MCCLELLANVILLE, S.C. -- The world seemed especially dark, with only a few stars and a sliver of a moon, as the Village Lady trawler plied down Jeremy Creek, riding with the tide and a captain's faith that the shrimping industry can survive.
David Donnelly needed no lights to guide him out the narrow creek, across the Intracoastal Waterway, into wider Five Fathom Creek and to the ocean. He skirted the shallows, following the curve of the marsh, hand steady on the wheel.
Donnelly, 38, loves these waters, and it was that love which steered him away from college 18 years ago and onto a shrimp trawler. It keeps him readying his nets most mornings by 5, and dragging them for 14 hours a day.

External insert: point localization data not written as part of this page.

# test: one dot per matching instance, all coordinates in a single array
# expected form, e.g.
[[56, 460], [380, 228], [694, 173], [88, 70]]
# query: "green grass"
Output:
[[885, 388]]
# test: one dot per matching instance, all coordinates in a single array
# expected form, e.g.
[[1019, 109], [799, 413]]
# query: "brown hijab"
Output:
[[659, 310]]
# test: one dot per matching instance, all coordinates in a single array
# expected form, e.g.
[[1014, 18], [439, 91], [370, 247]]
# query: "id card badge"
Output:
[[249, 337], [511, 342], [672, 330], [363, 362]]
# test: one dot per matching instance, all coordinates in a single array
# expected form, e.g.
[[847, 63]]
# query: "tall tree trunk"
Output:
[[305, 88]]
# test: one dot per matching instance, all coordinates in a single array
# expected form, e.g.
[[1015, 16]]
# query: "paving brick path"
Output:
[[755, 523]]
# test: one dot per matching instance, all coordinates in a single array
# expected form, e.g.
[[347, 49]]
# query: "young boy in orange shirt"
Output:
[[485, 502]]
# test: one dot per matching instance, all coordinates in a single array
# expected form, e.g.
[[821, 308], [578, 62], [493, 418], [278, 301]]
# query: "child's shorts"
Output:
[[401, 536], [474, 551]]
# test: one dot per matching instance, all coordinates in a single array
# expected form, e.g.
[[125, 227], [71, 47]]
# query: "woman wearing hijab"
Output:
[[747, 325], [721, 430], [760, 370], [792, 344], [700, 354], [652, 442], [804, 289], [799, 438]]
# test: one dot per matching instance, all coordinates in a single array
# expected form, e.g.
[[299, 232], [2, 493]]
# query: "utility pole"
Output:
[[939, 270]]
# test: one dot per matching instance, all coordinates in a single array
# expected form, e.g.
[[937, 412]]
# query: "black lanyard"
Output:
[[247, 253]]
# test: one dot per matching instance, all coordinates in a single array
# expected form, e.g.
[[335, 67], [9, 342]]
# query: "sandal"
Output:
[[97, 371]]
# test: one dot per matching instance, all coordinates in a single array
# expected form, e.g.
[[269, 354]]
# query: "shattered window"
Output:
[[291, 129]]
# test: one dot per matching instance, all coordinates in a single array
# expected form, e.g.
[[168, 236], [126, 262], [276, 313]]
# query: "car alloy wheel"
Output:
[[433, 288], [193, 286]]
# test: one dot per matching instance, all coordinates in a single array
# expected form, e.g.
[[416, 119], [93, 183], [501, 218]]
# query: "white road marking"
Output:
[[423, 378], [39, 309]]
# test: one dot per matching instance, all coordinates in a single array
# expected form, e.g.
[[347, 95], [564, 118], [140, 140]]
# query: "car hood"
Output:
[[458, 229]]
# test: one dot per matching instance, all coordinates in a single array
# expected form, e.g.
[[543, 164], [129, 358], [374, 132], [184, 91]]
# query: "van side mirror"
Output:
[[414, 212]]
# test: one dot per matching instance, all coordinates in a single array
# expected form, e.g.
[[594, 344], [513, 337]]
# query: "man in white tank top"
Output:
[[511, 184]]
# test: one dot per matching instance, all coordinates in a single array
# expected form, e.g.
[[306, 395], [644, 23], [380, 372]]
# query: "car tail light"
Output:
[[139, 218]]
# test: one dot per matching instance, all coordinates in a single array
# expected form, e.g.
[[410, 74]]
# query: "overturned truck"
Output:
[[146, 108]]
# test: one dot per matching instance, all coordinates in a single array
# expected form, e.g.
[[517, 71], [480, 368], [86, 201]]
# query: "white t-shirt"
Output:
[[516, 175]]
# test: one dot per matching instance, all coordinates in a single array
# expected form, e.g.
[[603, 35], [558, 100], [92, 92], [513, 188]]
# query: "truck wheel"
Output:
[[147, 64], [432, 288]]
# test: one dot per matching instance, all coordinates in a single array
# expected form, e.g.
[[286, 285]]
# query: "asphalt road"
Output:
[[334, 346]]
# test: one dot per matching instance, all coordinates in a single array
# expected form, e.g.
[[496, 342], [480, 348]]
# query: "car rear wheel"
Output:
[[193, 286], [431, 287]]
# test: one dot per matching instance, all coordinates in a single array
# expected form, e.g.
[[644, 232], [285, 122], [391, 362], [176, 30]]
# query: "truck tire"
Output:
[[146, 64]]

Hundreds of other shrimpers have given up.
Not long after Donnelly bought the Village Lady in 1996, inexpensive pond-raised shrimp from Asia and South America flooded the market. That drove down the price per pound and drove many local shrimpers out of business. More than 85 percent of shrimp now sold in the U.S. is imported. The rising cost of diesel fuel this season has kept even more shrimpers off the water.
As many as 60 trawlers once put out from this fishing village 40 miles north of Charleston. Fewer than a dozen boats are now tied up at the dock and often only a handful take a chance out in the ocean, gambling that they'll catch enough shrimp to offset costs.